From: kk_oop on
Hi. I'm working on an architecture consisting of a group of
interacting components. By a component, I mean a cohesive group of
classes that offer their behavior to other components through a well
defined interface. Aside from the interface, all other details are
hidden from external components.

I'm defining an approach to make the component interfaces "well
defined." To do this, I'm using "design by contract" ideas. The
contracts are being defining in terms preconditions and
postconditions. These are defined in terms of a notional domain model
for each component. It's essentially the technique described in Craig
Larman's Applying UML and Patterns: An Introduction to Object-Oriented
Analysis and Design and Iterative Development.
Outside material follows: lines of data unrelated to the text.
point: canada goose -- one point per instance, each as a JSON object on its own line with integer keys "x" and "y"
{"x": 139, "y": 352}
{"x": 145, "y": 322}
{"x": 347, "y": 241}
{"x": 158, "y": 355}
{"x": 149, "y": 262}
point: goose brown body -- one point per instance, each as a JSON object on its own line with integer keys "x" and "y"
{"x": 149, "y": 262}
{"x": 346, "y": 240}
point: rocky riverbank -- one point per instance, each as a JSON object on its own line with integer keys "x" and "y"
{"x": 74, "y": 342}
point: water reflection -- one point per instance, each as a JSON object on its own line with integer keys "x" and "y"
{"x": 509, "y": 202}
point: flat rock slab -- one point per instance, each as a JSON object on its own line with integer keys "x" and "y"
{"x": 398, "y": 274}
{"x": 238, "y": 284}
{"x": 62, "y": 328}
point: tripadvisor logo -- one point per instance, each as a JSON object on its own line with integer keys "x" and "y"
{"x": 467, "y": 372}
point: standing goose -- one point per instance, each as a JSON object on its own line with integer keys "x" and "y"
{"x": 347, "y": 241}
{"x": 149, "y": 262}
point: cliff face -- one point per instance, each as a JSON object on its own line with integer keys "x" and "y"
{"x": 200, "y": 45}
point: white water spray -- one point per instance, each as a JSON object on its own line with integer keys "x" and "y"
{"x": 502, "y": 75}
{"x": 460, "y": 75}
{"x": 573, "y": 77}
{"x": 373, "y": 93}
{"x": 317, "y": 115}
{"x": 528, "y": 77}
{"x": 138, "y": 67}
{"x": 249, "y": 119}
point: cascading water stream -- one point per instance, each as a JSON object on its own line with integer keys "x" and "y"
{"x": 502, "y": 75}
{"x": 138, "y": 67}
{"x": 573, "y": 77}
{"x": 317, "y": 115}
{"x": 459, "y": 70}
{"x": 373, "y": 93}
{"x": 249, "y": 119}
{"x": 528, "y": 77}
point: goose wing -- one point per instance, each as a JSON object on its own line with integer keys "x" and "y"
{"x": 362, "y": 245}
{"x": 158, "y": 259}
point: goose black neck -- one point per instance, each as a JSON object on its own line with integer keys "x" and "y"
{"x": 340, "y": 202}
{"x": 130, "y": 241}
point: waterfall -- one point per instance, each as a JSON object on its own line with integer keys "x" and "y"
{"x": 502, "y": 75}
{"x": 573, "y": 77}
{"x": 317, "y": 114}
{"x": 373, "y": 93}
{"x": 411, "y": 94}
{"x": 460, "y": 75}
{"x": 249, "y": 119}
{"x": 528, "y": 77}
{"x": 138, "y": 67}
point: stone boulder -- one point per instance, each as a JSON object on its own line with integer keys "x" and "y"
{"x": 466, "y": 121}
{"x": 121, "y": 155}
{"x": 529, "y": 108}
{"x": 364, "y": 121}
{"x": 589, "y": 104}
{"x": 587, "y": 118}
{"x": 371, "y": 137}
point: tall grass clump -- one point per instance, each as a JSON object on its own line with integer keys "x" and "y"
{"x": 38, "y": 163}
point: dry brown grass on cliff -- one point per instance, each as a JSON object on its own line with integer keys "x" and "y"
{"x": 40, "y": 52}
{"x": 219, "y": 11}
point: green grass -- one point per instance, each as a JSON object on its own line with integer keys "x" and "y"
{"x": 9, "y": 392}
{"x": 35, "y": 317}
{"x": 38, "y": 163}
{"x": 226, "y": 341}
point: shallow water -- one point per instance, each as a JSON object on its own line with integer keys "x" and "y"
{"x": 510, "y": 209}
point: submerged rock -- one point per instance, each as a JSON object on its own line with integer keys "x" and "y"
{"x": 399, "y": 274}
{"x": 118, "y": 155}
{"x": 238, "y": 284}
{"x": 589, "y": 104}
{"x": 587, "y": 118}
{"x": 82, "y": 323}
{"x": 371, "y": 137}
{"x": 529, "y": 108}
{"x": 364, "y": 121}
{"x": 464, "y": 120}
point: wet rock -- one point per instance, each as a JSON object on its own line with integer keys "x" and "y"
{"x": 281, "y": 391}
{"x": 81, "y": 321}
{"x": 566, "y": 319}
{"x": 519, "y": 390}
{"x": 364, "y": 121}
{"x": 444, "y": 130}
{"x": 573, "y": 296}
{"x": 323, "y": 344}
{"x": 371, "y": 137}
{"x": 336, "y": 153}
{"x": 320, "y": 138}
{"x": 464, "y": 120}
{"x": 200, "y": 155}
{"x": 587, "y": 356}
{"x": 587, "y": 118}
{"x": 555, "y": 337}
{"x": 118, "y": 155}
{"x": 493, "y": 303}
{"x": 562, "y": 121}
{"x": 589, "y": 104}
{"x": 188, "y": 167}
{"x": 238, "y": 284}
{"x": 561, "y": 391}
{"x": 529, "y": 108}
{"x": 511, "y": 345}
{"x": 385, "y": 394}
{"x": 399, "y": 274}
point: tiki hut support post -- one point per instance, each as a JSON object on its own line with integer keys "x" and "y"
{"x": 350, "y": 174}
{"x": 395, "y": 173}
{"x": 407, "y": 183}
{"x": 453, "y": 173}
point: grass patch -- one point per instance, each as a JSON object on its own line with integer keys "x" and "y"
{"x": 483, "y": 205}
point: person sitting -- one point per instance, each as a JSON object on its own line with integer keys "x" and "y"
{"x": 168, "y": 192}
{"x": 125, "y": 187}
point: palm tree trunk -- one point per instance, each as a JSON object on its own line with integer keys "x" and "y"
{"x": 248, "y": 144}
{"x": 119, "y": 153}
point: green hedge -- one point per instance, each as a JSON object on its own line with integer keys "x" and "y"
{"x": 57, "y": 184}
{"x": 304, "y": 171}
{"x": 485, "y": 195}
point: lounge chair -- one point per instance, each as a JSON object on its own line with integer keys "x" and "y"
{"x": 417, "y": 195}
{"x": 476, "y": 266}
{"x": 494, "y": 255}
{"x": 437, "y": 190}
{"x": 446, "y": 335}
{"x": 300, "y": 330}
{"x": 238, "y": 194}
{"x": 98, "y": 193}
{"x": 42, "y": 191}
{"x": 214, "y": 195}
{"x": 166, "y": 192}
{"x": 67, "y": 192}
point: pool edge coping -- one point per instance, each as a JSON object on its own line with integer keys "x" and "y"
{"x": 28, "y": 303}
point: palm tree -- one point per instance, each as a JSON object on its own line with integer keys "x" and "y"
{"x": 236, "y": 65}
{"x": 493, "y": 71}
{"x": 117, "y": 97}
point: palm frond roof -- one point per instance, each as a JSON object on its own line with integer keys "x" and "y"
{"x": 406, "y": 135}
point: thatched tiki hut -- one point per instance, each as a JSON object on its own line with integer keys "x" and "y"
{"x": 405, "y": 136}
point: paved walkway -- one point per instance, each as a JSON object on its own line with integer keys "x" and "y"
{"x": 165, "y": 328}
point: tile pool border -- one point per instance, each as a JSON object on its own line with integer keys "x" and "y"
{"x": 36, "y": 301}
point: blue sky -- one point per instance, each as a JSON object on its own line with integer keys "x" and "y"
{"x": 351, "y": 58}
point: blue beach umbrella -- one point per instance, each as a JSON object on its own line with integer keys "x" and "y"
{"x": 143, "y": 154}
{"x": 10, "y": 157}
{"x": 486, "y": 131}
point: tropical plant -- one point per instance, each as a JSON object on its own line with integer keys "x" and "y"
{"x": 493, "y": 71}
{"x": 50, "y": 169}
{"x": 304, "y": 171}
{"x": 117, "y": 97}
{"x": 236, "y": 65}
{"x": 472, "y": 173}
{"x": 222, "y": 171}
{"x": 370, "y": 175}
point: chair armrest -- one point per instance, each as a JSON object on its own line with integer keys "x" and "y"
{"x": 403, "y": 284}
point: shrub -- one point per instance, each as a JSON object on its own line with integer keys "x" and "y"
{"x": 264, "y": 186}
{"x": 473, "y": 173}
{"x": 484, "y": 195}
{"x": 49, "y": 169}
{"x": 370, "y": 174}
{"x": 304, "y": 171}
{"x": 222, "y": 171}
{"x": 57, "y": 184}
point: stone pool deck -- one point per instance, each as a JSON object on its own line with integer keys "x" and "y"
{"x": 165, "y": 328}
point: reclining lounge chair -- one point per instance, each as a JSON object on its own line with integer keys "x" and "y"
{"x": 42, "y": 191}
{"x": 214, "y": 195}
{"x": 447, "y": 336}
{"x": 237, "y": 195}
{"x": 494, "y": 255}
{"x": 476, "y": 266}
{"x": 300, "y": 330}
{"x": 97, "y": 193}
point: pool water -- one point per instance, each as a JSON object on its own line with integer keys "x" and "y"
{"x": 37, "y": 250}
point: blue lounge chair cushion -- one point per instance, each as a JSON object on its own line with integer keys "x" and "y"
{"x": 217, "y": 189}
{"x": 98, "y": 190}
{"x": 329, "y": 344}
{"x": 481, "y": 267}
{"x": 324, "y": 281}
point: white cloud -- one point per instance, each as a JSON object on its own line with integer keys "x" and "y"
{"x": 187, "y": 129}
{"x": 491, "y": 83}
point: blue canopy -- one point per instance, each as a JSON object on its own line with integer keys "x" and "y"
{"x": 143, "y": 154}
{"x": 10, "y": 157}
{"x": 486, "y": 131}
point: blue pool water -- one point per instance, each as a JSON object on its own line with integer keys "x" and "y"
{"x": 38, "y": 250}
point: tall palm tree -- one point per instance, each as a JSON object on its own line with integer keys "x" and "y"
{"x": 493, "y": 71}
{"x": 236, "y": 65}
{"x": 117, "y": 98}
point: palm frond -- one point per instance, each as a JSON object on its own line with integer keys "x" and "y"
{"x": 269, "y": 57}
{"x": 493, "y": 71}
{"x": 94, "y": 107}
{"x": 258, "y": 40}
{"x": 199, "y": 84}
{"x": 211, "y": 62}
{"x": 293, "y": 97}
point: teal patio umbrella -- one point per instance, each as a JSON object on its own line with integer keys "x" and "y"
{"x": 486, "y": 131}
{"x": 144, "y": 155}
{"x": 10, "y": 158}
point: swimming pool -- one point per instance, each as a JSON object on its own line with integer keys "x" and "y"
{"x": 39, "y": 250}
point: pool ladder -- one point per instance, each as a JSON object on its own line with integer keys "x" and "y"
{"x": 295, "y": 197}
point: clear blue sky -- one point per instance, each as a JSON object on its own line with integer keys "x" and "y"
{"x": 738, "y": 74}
For instance, a Widget Factory component may offer an allocateWidget
service. To define the behavior of allocateWidget, I'd create a class
diagram with a notional domain class called Widget and one called
Widget Factory. I'd show a relationship between these classes. Then,
taking Craig Larman's approach, I'd define an allocateWidget post
condition stating that a Widget instance was created and an instance
of the relationship between WidgetFactory and Widget was created.
This contract and the domain class diagram would be made available as
part of the component's "black box" documentation.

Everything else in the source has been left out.